—Judgment unanimously affirmed. Memorandum: We reject defendant’s contention that errors in the court’s charge require reversal of defendant’s conviction of murder in the second degree. The court’s charge on reasonable doubt, as a whole, conveyed the proper standard to the jury and was not confusing. The court’s "no inference” charge was "consistent in substance with the intent of the statute” (People v Gonzalez, 72 AD2d 508; see, CPL 300.10 [2]) and did not go beyond the plain and simple language of the statute (cf., People v La Dolce, 196 AD2d 49). Defendant did not object to the court’s charge on accomplice corroboration, and therefore, that issue has not been preserved for our review (see, CPL 470.05 [2]; People v Velasquez, 76 NY2d 905, 908). In any event, in light of the overwhelming corroborative evidence of defendant’s guilt, the error, if any, is harmless (see, People v Kimbrough, 155 AD2d 935, lv denied 75 NY2d 814; People v Mayo, 136 AD2d 748, lv denied 71 NY2d 71).
We reject the contention of defendant that his right to be present at all material stages of the proceedings against him was violated when the court conducted an in-chambers conference with an FBI agent and an Assistant United States Attorney concerning a motion to quash a subpoena served by defense counsel. That conference did not involve "factual matters about which defendant might have peculiar knowledge that would be useful in advancing the defendant’s or countering the People’s position” (People v Dokes, 79 NY2d 656, 660). Similarly, defendant was not denied his fundamental right to be present at all material stages of the trial when the court questioned two sworn jurors for possible disqualification in defendant’s absence (see, People v Torres, 80 NY2d 944, 945; People v Williams, 202 AD2d 1004 [decided herewith]; People v Sanders, 199 AD2d 1011; People v Jack, 199 AD2d *1006980). Further, the contention of defendant that he is entitled to reversal or a remittal for a hearing to reconstruct the record of certain side-bar conferences conducted during the trial in his absence lacks merit because he has not alleged that his absence impacted his defense.

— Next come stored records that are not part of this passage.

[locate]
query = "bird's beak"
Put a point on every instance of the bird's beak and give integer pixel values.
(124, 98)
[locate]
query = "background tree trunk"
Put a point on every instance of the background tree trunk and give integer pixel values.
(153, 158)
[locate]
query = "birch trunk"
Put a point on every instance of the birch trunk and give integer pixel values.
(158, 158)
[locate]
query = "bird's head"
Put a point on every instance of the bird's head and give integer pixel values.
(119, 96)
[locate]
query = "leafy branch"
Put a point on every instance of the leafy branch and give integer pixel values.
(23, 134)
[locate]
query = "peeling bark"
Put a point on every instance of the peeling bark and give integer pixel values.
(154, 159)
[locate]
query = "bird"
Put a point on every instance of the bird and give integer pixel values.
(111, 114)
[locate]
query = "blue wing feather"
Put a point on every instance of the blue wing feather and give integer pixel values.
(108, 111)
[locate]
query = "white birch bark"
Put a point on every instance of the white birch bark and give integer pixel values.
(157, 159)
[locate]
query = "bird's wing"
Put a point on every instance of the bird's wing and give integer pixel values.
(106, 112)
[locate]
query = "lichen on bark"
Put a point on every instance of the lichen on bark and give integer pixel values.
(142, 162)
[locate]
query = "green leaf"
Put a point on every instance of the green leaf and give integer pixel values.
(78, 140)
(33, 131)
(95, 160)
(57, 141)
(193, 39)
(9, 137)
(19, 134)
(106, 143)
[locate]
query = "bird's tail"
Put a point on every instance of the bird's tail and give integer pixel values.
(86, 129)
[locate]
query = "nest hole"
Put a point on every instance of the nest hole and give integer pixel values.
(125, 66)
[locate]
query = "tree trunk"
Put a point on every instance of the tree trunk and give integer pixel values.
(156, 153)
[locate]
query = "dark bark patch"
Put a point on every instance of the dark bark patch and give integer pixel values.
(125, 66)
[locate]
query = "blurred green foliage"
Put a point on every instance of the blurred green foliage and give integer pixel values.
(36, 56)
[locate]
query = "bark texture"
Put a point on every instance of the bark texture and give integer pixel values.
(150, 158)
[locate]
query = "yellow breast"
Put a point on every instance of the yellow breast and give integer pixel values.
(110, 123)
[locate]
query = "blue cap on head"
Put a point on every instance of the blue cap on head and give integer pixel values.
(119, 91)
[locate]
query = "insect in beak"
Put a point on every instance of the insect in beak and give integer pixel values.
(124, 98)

Finally, we conclude that the verdict is not against the weight of the evidence (see, People v Bleakley, 69 NY2d 490, 495), that the prosecutor met his obligation under Brady v Maryland (373 US 83) to disclose falsehoods in witnesses’ testimony regarding promises of leniency (see, People v Stead-man, 82 NY2d 1), and that the sentence imposed is not unduly harsh or severe. (Appeal from Judgment of Supreme Court, Erie County, Marshall, J. — Murder, 2nd Degree.) Present— Pine, J. P., Fallon, Callahan, Davis and Boehm, JJ.